MediaWiki Code2Code Search

A high-performance semantic code search engine designed for the MediaWiki ecosystem. Built on the Jina 0.5b neural retrieval model, optimized for large-scale codebases like MediaWiki Core, Extensions, and WMF Operations. Metadata is managed via indexed SQLite for sub-second responses and a low-memory footprint (Toolforge compatible).

✨ Key Features

📂 Global MediaWiki Indexing: Covers Core, Extensions, Skins, Libraries, Services, and more (2,400+ unique repos).
🧠 Single-Stage Neural Retrieval: Uses jina-code-embeddings-0.5b with FAISS IndexIVFPQ for lightning-fast results (approx. 0.3s).
🌳 Granular Structural Filtering: High-precision extraction and filtering of Functions, Types, Template Functions, and Template Types across 10 languages.
🏗️ Split-Build Architecture: Optimized for asymmetric hardware—run heavy extraction on a laptop and neural vectorization on a GPU.
🌍 Massive Localization Footprint: Fully localized UI supporting 17 languages.
🌌 Octahedron Vortex UI: A visually stunning frontend built with React and Three.js.

🚀 Scaling & Pipeline

The indexing pipeline is designed for a mass-scale, distributed build.

🛠️ Setup

Backend (Python)

Create and activate a virtual environment (optional but recommended), then install dependencies:

python -m venv venv
# Windows:
.\venv\Scripts\activate
# Linux/macOS:
source venv/bin/activate

pip install -r requirements.txt

Frontend (Node.js)

To compile the React application, you will need Node.js installed on your machine. Install the dependencies and run the build:

npm install # This also runs 'npm run build' automatically

This generates the pre-compiled frontend/js/app.js used by the application.

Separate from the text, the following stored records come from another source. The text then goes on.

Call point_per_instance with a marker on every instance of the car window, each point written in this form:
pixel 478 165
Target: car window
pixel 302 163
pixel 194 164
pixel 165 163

Phase 1: Discovery & Mirroring (Local)

First, discover the ecosystem and mirror it for processing:

cd preprocessing
python list_repos.py      # Fetches 2,400+ repo URLs
python download_repos.py  # Shallow clones (approx. 8GB disk space)

Phase 2: Archiving (Global)

Ensure all repositories are archived in Software Heritage for on-demand retrieval.

Note

archive_to_swh.py requires a "bulk_save" token. For most users, it is recommended to use:

python archive_individual_to_swh.py

Phase 3: Extraction (Local/CPU)

Perform high-precision structural parsing on your local machine. This captures functions/types with qualified names (e.g., Class::Method) and handles complex language features.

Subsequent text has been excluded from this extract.